Friday, December 12, 2025
39.0°F

Albertson Foundation gives Idaho $25M grant

Coeur d'Alene Press | UPDATED 14 years, 6 months AGO
| May 19, 2011 9:00 PM

BOISE (AP) - A private foundation is giving the state $25 million to better track student achievement and fulfill a cash commitment toward Idaho's education broadband system.

The investment from the J.A. and Kathryn Albertson Foundation was announced Wednesday and includes $21 million for the Idaho Department of Education to pay for software designed to improve the performance of students and teachers.

The software is designed and distributed by SchoolNet Inc., a private New York company.

The SchoolNet tool will improve the way schools monitor real-time student progress and teacher effectiveness, said Albertson Foundation Executive Director Jamie MacMillan.

"The foundation has always believed that it was important to move toward a more informed, accountable and transparent education system where data is used to make timely decisions that benefit student learning," MacMillian said in a statement.

The SchoolNet tool will be an extension of Idaho's new longitudinal data system, which was designed to collect and monitor individual student test scores, attendance and other data from the time they enroll in kindergarten. Idaho was the last state to install a longitudinal data system.

With the new software, teachers will be able to cater lesson plans to individual students and develop tests based on a single lesson to see if students retained the material, said state Department of Education spokeswoman Melissa McGrath.

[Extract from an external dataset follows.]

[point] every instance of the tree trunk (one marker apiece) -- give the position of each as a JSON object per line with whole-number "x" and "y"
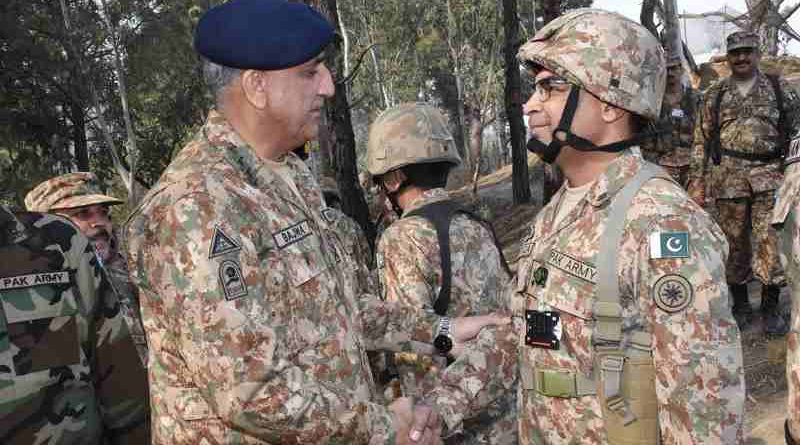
{"x": 550, "y": 10}
{"x": 338, "y": 116}
{"x": 513, "y": 101}
{"x": 78, "y": 118}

The new software program dovetails with the education reform plan that public schools chief Tom Luna championed during the 2011 Idaho Legislature, McGrath said. The reforms were signed into law earlier this year and shift money in the public schools budget for salaries to fund technology upgrades in the classroom and a new teacher merit pay plan.

Idaho will phase in laptops for high school teachers and students, under the plan.

"This is related to the reforms because we really want teachers to have more technology in the classroom that will assist them in raising student achievement and this type of technology is critical," McGrath said.

The grant money will also cover the remainder of the foundation's $6 million pledge toward the $60 million cost for installing broadband infrastructure statewide for the Idaho Education Network, a project to link public schools, universities and businesses across the state.